“I don’t know what he really thought. But I think all he cared about was that he would get his pay. He did not take it too seriously. None of us believed our lawyers were really defending us. At that time I felt he was rather just a character there. (…) But we no longer cared whether he would defend us or not, we already knew it would be worthless and that the trial would proceed no matter what. (…) He was no advocate for us.”

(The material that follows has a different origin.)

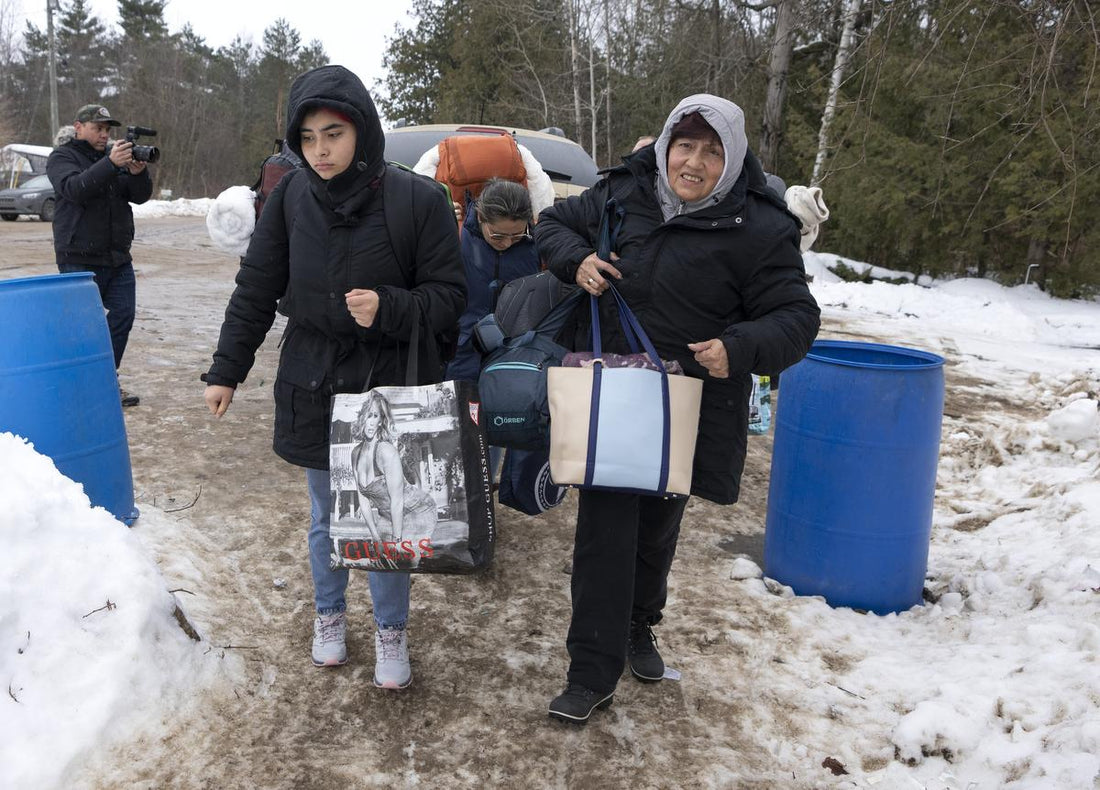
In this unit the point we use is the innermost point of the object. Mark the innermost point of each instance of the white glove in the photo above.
(807, 204)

(Interviewer: “About the wardens, what kind of people were they? How would you describe them?”) “To describe them? There were a husband and wife – and one more stupid than the other. His wife… I don’t mean to be disrespectful, but she did not know anything at all, she was so stupid that every evening we made fun of her and laughed at what she said or did. It was terrible. Her husband was there as the head warden, he was the chief. We always joked how it was possible that a man could marry such a stupid woman. (...) What a couple of wardens. But she was terrible.”
(Interviewer: “What did you think about the penalties during the trial? Could you imagine that something like that was possible?”) “I still cannot imagine it even today. How could a sane person say those words, seeing a student in front of him…We were still children. How can someone say: ´You are sentenced to 25 years of imprisonment or death penalty?´ How come he did not realize how it sounded to us?”

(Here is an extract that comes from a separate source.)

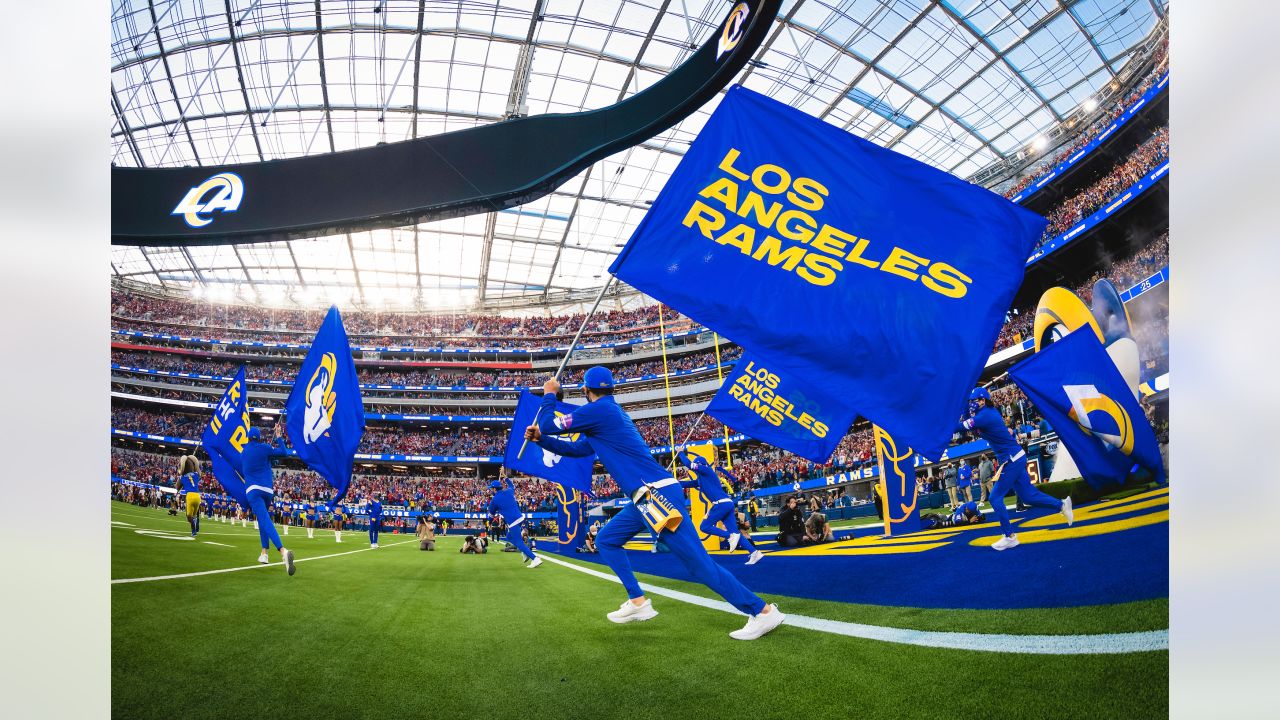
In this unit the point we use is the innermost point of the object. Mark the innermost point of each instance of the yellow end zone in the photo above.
(1096, 511)
(1080, 531)
(851, 548)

“There were about ten of us. Before the trial took place. It was terrible. I don’t remember how many beds there were. We were lying one next to the other, pressed and squeezed. If you wanted to turn around, you had to stand up. (…) While in Pardubice, they made a selection, and transferred some of us to Chrudim. We were put among political prisoners… Horrible, you can’t even repeat how they talked at nights, how they bothered us. It was terrible, when I think of it; one cannot even imagine one would go through something like that, like we did.”

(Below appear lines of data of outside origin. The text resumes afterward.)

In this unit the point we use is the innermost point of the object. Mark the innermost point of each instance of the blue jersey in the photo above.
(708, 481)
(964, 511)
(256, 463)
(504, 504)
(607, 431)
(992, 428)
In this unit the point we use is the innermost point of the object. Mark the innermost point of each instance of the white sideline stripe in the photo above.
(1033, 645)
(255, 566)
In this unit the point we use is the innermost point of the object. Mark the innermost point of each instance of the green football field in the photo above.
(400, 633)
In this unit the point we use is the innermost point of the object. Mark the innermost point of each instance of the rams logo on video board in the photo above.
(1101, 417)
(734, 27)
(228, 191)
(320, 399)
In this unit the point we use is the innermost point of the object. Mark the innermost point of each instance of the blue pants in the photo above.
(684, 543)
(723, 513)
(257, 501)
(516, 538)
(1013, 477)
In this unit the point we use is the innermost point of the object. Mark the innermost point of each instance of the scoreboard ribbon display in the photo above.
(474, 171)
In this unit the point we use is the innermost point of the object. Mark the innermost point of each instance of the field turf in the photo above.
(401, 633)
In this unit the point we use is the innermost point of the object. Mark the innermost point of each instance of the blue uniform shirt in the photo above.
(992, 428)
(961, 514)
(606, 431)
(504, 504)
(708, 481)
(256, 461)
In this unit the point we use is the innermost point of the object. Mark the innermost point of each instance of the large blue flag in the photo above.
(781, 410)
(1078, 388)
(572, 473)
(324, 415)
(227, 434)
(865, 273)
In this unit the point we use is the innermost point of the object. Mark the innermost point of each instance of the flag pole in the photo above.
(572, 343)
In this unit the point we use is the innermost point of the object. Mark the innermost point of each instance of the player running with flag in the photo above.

“If I remember correctly, I was copying some pamphlets and poems against that regime. People were doing things like that. Then, I don’t know how, it took a turn for the worse and the gentlemen came to see me.”
“You could say I hate communism from time immemorial...”
Dagmar Chlebounová was born February 8th 1932 in Litomyšl. After going through her elementary schooling (including one year of vocational training), she applied to the Higher School of Social Work in Litomyšl, which she attended for two years. After the closing down of the school, she transferred to another Higher school of Social Work and Nursing, this time in Pardubice, where she finished her third and last year before she was arrested. While still in Litomyšl, she was a member of a Girl Scouts group, and among her friends there were also students of Litomyšl grammar school. These students formed a group called Hvězda (Star), centered around Miroslav Kohout, and their aim was organizing students in activities against the official Czechoslovak Union of Youth and its commanding tendencies. Dagmar Chlebounová came to several of their meetings and expressed her support for the cause. However, the group did not even launch its activities, and following an unfortunate incident in the school, when two students tore portraits of president Gottwald and general Stalin and flushed them into a toilet, it was disbanded. One of the students who did it, Jan Pech, was Dagmar´s boyfriend. Although she spent the school year 1949-1950 out of Litomyšl, investigation was underway, and soon she became drawn into it as well. After several preliminary interrogations she was arrested on September 16th 1950 and a month later tried in a case against an alleged anti-state group centered around F.A. Stříteský, head of the piarist dormitory in Litomyšl. As a minor, she was sentenced to two years of imprisonment for high treason. She spent 13 months in prisons in Chrudim, Hradec Králové and in Institute for young female delinquents in Lnáře.